Consumidores como Quinn Kelsey, residente de Denver, obtienen recomendaciones de maquillaje a través de TikTok, utilizan chatbots de inteligencia artificial para probar productos de forma virtual y realizan sus compras en línea, principalmente en Amazon. Este patrón refleja una tendencia estructural: la experiencia de descubrimiento y decisión ocurre en el teléfono móvil, no en el mostrador.

El mercado estadounidense de belleza y cuidado personal está valuado en 129 mil millones de dólares y enfrenta una competencia creciente por la facilidad del comercio electrónico. Amazon se consolidó como el mayor vendedor en línea del sector, según Euromonitor International, mientras que TikTok Shop, lanzado en 2023, ya ocupa el séptimo lugar entre los minoristas digitales de belleza.

Las redes sociales desplazaron a los asesores tradicionales como referentes de tendencias. Influencers, fundadores de marcas y dermatólogos marcan pautas de consumo, además de promover imitaciones de productos de lujo. En este entorno, las tiendas físicas funcionan cada vez más como salas de exhibición.

Para revertir la pérdida de relevancia, grandes almacenes como Macy’s y Nordstrom invirtieron en remodelaciones de alto perfil en Nueva York, incorporando marcas de ultralujo, dispositivos de análisis de piel, realidad virtual y servicios tecnológicos como extensiones de pestañas aplicadas por robots. Estas transformaciones apuntan a capturar parte del gasto navideño, que representa cerca de una cuarta parte de las ventas anuales de belleza de prestigio.
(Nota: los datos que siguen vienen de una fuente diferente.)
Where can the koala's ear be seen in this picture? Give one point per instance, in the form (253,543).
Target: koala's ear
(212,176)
Nordstrom añadió spas médicos con tratamientos como Botox y rellenos dérmicos, mientras que Macy’s apuesta por experiencias inmersivas, como pruebas de fragancias con realidad virtual. Sin embargo, su participación en el mercado digital sigue siendo marginal: Macy’s concentra alrededor del 1% y Nordstrom menos del 0.5%, ambas en descenso.

En paralelo, Sephora y Ulta, que en su momento revolucionaron el sector con el autoservicio, también se están reinventando. Sephora renueva cientos de tiendas en América del Norte e integra pagos móviles, mientras Ulta incorpora servicios automatizados y nuevos tratamientos estéticos. Walmart, por su parte, ingresó al segmento con mostradores de belleza en tiendas seleccionadas.

La batalla por el consumidor se libra hoy entre algoritmos, contenido social y experiencias híbridas. Aunque algunos compradores aún realizan adquisiciones presenciales tras descubrir productos en línea, el eje del poder en la industria de la belleza se desplazó de forma decisiva hacia el entorno digital.